Bei 36°C im Schatten zogen wir anderthalb Stunden lang quer durch Wetzlar - zum ersten Mal in der Geschichte dieses beschaulichen Städtchens. Hier wurde Goethe seinerzeit durch seine Liebe zu Charlotte Buff zum Werther inspiriert – und hier wird demnächst auch IKEA residieren, weshalb die Stadt von einer Reihe von Baustellen geziert wird. Doch zurück zum Tourismotor: Ein ganzes Jahr lang schob Goethe die Akten im Gericht auf die lange Bank, weshalb die Stadt bis heute als „Goethe-Stadt“ firmiert und Goethe sei Dank mehr Eiskugeln verkauft werden, als ohne ihn in die Tüte kämen.

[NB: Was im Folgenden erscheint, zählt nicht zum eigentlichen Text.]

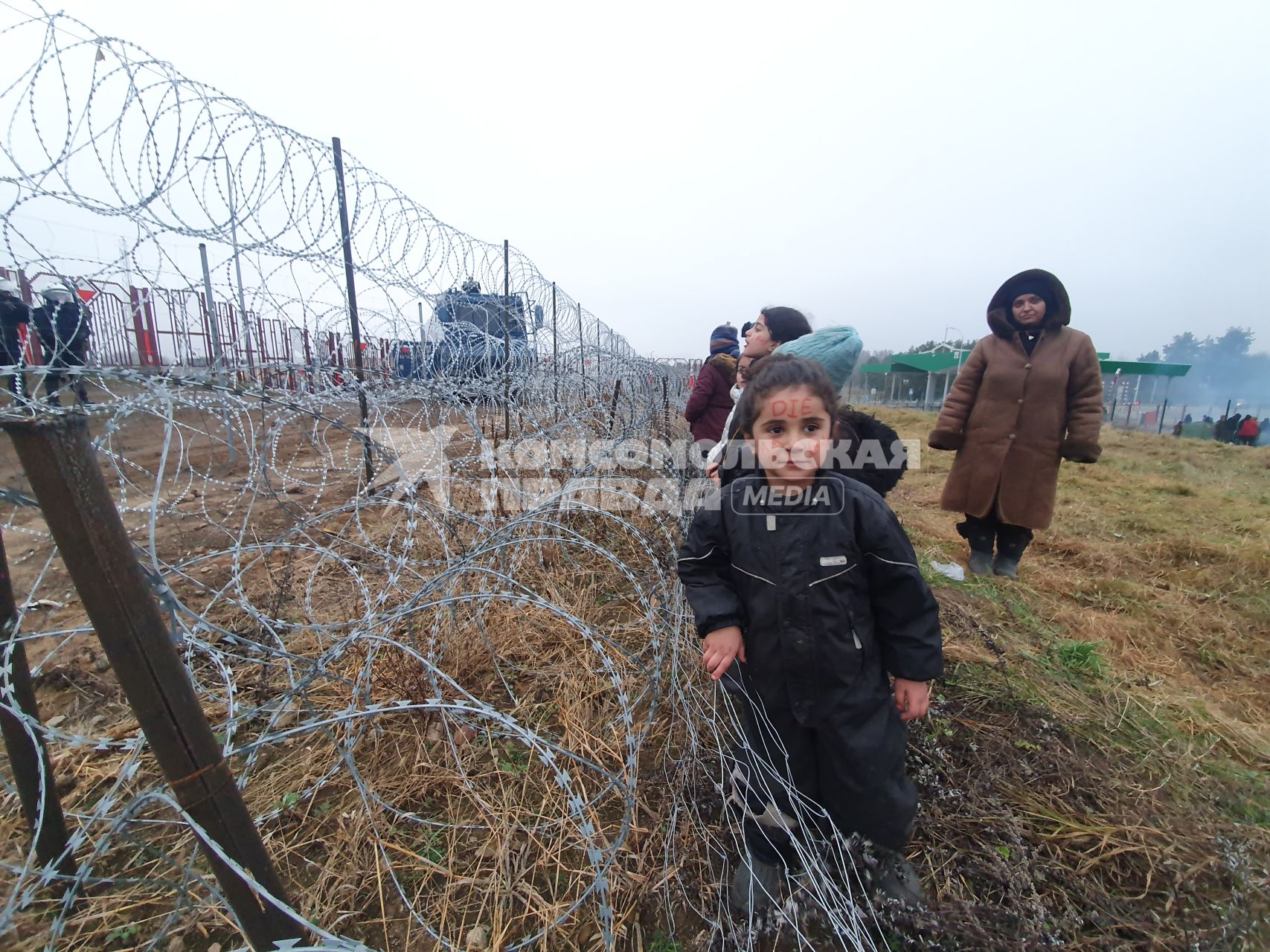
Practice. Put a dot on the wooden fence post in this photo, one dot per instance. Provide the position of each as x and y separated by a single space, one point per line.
66 480
28 756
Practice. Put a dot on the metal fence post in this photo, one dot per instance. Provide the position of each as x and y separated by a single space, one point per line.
352 309
75 501
507 347
555 358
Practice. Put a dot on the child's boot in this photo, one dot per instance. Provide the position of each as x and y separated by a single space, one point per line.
897 878
754 887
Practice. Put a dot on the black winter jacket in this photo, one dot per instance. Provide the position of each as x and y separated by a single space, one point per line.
13 312
68 325
827 593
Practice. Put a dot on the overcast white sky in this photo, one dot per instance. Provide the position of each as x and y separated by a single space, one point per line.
885 165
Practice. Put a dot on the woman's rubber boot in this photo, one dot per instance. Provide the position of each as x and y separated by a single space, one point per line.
981 538
756 887
1011 542
979 562
897 878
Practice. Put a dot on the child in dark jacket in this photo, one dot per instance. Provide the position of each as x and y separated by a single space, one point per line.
806 589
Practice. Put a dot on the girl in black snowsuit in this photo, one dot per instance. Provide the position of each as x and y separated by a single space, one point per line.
806 580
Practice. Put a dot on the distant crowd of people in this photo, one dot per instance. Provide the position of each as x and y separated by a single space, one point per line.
1244 431
64 325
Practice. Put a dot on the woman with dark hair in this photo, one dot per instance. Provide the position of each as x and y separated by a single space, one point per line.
711 402
775 327
1029 396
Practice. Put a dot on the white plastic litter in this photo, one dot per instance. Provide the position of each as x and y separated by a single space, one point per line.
953 570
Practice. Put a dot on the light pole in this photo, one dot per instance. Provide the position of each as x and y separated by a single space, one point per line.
948 379
238 266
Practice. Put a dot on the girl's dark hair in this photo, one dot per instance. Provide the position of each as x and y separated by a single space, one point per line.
785 324
780 372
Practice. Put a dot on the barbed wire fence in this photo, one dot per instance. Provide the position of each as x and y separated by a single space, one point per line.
463 707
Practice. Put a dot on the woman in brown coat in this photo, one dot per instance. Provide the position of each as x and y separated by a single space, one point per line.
1029 396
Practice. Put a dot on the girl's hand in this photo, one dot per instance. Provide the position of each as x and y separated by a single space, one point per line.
912 698
719 648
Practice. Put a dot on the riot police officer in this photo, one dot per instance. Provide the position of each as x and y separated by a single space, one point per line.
62 324
13 314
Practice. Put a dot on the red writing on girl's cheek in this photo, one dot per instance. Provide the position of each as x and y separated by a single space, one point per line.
792 409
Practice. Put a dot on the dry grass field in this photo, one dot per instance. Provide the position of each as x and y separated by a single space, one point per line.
1095 772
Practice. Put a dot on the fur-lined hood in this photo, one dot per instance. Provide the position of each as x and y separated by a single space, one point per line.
727 364
1056 318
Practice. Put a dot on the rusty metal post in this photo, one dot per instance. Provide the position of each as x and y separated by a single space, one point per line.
666 408
507 346
555 358
66 479
582 341
352 309
612 408
28 757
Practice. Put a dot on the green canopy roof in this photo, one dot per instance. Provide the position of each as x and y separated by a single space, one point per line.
1144 368
945 361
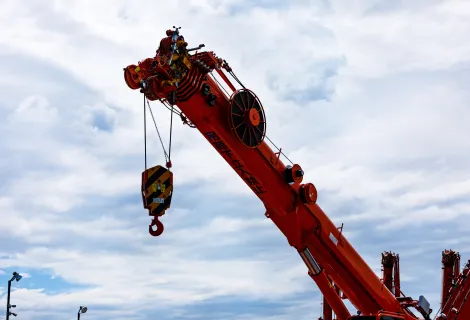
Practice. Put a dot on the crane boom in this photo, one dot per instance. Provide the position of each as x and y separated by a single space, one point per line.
234 123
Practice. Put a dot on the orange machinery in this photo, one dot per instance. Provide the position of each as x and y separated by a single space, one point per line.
234 123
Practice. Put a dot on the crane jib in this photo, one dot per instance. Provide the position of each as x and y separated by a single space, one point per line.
235 125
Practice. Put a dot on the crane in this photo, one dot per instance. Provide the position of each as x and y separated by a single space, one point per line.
233 121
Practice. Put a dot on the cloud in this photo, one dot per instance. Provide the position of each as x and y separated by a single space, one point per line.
371 99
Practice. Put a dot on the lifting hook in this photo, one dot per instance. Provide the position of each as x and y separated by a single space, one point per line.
159 227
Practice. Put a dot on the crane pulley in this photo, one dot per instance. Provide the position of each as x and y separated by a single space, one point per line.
234 124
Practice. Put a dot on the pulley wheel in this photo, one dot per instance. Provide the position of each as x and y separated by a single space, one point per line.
247 118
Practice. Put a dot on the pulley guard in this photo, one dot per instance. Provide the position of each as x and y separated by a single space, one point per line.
157 190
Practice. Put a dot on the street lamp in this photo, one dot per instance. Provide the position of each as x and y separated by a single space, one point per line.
81 310
17 277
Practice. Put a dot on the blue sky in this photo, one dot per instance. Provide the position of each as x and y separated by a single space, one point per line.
371 99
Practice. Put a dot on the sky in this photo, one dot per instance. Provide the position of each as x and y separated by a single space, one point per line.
369 96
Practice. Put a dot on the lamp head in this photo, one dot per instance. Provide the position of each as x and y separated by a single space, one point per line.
16 276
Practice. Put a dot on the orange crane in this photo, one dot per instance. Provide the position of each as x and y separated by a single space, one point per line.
455 288
233 121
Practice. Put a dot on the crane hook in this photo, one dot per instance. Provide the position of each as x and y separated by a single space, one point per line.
159 230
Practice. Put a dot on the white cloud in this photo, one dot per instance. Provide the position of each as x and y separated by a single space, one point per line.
370 99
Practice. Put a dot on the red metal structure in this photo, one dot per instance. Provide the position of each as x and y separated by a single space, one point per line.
234 123
455 288
391 272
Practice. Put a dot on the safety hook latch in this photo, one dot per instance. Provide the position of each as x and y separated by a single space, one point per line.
159 227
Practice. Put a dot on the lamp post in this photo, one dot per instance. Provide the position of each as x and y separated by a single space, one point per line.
81 310
17 277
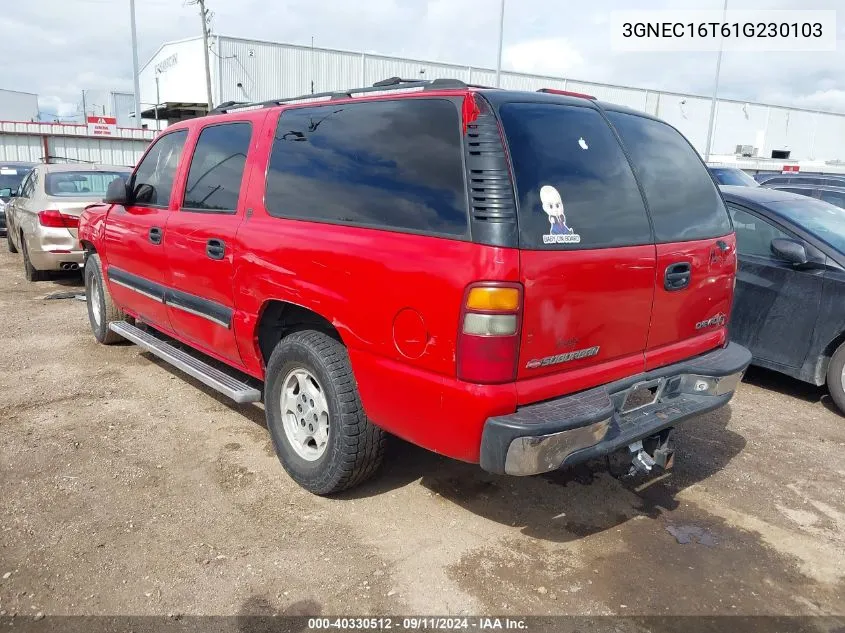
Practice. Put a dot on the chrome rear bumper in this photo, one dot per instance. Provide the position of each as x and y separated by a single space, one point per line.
565 431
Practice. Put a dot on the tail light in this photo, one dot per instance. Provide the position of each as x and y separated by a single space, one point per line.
488 339
57 220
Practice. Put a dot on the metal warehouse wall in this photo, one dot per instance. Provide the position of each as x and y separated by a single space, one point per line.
269 70
180 71
18 106
70 143
122 103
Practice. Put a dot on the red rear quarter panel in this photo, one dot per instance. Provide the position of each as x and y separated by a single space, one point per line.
395 299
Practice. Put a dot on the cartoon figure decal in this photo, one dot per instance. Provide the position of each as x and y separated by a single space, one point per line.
559 233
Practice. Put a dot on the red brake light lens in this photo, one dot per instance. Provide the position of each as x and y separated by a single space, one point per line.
57 220
489 333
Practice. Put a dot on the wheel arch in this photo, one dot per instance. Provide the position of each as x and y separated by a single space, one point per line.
823 360
278 319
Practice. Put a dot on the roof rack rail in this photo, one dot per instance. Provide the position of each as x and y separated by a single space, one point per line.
392 83
567 93
224 107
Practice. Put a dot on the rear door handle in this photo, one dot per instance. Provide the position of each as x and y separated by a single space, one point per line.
677 276
215 248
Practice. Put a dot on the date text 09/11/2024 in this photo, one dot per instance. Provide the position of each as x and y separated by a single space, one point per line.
418 623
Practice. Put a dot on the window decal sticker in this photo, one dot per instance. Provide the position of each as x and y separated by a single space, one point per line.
559 233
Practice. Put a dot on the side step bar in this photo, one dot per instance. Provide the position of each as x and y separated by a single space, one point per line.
219 381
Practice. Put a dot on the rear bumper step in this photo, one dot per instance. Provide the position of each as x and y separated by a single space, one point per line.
202 371
569 430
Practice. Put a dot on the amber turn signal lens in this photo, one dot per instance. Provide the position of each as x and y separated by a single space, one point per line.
482 298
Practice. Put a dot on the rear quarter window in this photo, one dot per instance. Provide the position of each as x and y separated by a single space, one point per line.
575 187
682 198
382 164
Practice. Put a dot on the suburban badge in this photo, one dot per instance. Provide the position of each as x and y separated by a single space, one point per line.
562 358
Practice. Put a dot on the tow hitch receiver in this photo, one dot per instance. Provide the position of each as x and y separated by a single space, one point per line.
663 456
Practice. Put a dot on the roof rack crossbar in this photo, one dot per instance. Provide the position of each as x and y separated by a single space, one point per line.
392 83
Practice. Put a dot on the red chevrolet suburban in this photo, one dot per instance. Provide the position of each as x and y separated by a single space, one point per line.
521 280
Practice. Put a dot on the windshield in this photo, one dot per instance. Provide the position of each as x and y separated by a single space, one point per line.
76 184
823 220
731 176
11 177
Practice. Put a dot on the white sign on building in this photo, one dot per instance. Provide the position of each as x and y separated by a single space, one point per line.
102 126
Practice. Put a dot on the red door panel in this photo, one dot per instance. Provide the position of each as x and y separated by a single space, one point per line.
200 301
130 248
692 320
201 239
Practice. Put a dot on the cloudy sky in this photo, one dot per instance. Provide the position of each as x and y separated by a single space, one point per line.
57 48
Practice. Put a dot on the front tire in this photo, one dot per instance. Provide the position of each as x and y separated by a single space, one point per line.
101 309
30 272
836 378
319 429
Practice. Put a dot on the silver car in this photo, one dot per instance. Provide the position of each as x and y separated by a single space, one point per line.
43 217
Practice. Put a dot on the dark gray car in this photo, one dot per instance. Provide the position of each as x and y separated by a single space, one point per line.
791 284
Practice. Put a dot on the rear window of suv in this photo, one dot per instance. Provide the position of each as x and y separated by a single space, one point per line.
574 184
76 184
384 164
682 198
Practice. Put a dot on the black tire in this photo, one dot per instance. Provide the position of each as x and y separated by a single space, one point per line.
31 272
355 447
96 290
835 378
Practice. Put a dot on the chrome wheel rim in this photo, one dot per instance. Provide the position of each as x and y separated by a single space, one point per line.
95 301
306 414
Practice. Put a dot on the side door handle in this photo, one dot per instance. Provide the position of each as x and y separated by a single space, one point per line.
215 248
677 276
155 235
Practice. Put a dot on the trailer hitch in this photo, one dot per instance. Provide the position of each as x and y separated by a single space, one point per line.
643 462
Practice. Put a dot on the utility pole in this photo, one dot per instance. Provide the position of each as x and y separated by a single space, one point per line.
715 91
501 38
135 65
204 16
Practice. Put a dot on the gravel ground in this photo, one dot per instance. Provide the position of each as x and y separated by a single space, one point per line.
127 488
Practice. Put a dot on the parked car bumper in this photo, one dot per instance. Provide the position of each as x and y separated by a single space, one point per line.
55 249
572 429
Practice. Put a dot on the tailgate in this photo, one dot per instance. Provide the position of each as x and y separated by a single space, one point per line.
587 260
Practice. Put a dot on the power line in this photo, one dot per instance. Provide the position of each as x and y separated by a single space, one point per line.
205 18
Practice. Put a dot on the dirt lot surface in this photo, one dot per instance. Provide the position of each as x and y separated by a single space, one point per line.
128 488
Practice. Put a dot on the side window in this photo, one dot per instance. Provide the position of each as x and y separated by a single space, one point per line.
25 190
217 168
385 164
575 186
152 182
28 188
834 197
683 200
754 235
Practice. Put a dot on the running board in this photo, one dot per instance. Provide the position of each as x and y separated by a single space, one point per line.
219 381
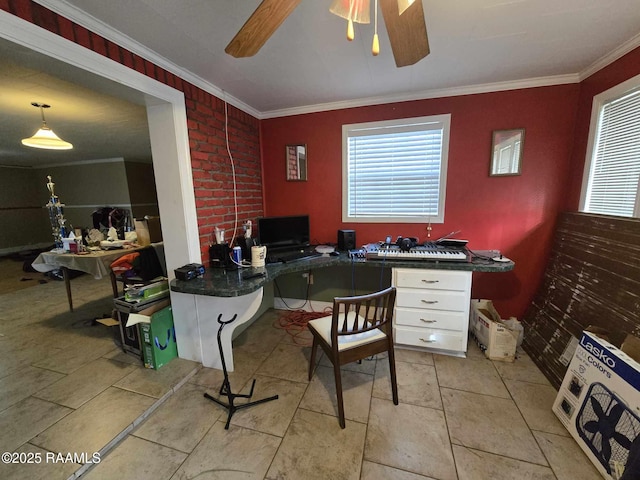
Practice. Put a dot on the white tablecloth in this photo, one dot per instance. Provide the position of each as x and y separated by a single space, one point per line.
94 263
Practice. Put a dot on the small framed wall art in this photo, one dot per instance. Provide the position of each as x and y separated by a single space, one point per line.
296 162
506 152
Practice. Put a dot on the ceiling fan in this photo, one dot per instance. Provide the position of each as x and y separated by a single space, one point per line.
404 20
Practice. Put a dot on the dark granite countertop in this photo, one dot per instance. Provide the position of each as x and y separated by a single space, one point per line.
219 282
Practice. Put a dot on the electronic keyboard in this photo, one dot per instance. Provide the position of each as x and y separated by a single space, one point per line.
418 253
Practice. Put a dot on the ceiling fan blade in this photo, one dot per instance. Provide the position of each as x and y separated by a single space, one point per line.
262 23
407 32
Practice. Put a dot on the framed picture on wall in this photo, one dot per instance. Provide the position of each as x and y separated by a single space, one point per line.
506 152
296 162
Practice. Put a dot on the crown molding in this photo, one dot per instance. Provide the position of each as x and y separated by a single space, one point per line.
426 94
619 52
63 8
80 162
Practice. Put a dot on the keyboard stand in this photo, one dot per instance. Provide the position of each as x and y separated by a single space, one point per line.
225 389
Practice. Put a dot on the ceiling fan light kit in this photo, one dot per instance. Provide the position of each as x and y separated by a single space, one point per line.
404 20
45 138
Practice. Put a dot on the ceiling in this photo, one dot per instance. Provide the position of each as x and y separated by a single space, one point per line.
307 65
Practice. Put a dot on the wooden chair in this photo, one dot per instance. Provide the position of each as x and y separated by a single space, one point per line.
359 327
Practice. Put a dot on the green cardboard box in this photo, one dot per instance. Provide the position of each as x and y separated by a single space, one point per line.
157 337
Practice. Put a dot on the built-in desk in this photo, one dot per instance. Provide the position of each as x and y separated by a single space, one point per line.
227 293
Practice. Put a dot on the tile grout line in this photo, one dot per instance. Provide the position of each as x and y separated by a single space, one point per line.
132 426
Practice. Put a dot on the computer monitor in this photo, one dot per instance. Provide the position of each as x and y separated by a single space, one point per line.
281 233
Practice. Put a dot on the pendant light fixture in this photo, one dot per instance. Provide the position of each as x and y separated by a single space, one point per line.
44 137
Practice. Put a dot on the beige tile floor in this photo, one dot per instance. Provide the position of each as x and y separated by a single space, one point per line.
65 387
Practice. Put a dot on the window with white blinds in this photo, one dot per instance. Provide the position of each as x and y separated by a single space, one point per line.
395 171
613 159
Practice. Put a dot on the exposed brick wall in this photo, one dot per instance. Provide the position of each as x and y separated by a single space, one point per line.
212 171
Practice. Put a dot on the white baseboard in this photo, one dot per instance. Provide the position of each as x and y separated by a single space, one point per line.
280 303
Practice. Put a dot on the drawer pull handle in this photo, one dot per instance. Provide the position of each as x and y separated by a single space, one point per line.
427 341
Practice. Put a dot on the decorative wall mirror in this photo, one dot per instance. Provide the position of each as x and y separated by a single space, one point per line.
296 162
506 152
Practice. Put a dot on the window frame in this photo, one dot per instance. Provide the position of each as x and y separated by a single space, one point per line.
444 119
599 102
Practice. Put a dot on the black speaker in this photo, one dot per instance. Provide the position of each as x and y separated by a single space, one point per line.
346 240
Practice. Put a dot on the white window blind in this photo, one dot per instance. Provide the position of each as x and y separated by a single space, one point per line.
615 164
395 171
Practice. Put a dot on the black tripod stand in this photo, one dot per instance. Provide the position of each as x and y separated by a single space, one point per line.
225 389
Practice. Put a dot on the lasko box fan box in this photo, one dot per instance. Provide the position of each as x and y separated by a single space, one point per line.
599 404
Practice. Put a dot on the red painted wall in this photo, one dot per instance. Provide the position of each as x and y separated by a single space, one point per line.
213 181
514 214
617 72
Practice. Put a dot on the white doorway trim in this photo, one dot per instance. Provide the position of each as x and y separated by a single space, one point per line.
167 117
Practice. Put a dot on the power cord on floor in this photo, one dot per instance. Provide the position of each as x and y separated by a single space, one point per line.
295 324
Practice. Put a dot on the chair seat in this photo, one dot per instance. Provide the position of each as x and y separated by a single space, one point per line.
345 342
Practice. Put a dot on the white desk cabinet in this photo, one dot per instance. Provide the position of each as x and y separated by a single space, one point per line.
432 309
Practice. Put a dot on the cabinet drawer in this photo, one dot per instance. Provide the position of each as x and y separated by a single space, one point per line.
432 299
431 338
432 279
443 320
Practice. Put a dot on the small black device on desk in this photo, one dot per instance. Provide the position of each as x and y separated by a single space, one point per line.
189 271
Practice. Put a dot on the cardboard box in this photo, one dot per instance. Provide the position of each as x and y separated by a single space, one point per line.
494 337
130 336
599 404
157 335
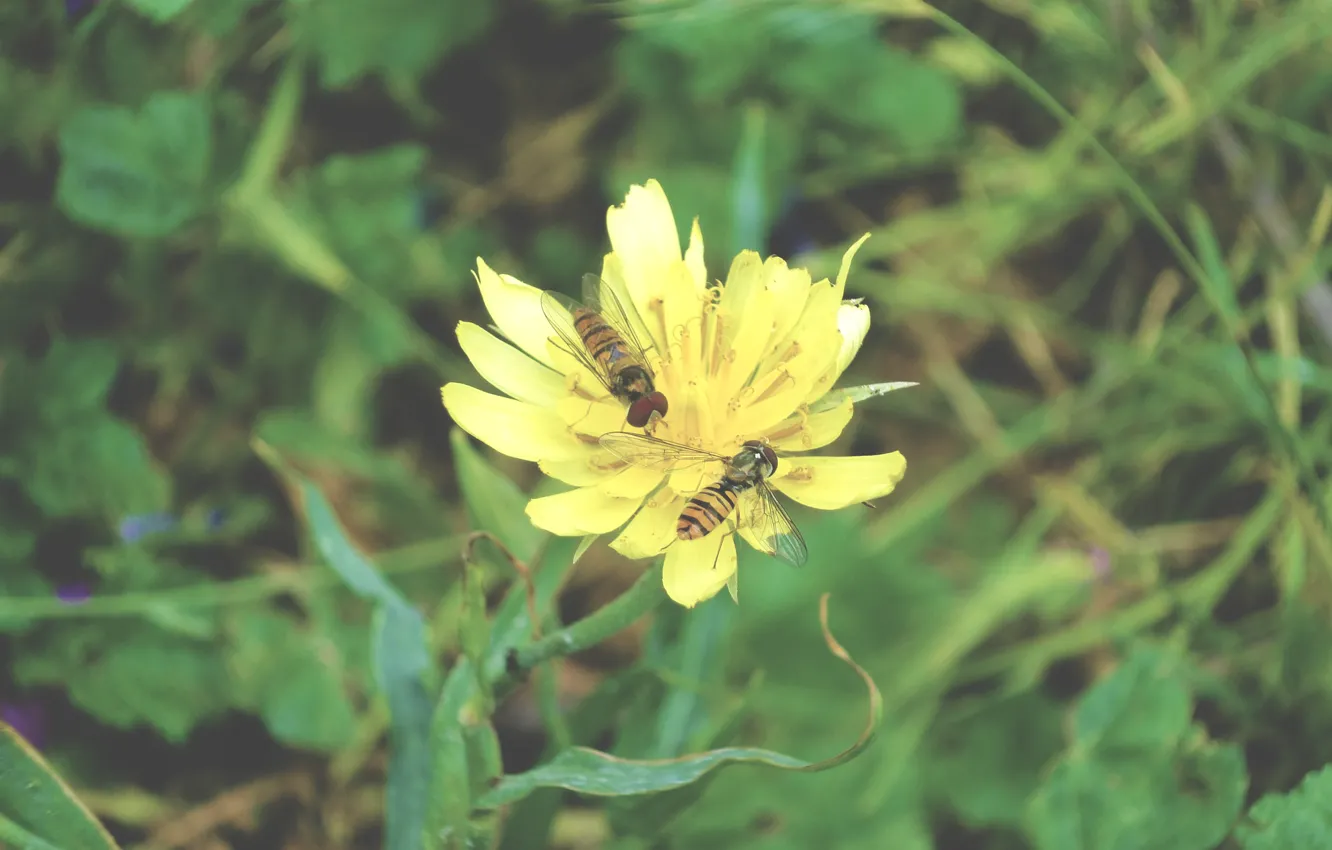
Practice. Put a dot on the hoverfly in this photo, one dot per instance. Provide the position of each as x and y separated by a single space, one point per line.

BiNe auf dem CSD in Wetzlar 2016

Gegen solche Zeitspannen mutet die halbe Stunde Wartezeit, bis der CSD-Zug losging, recht erträglich an - zumal wir BiNen sie dringend benötigten. Bis zur letzten Sekunde waren wir fleißig, zumal wir ob der Hitze zwei gesundheitsbedingte Ausfälle zu verkraften hatten. So suchten und fanden wir eine uns bis dahin unbekannte Helferin aus Gießen, die das Transparent mittrug und einen weitere Transparentträger aus Gießen, Rainer, der schon am CSD in Köln bei uns mitgelaufen war. (Als Neuer hatte er sogar bereits einen der raren Plätze für das Herbsttreffen ergattert.)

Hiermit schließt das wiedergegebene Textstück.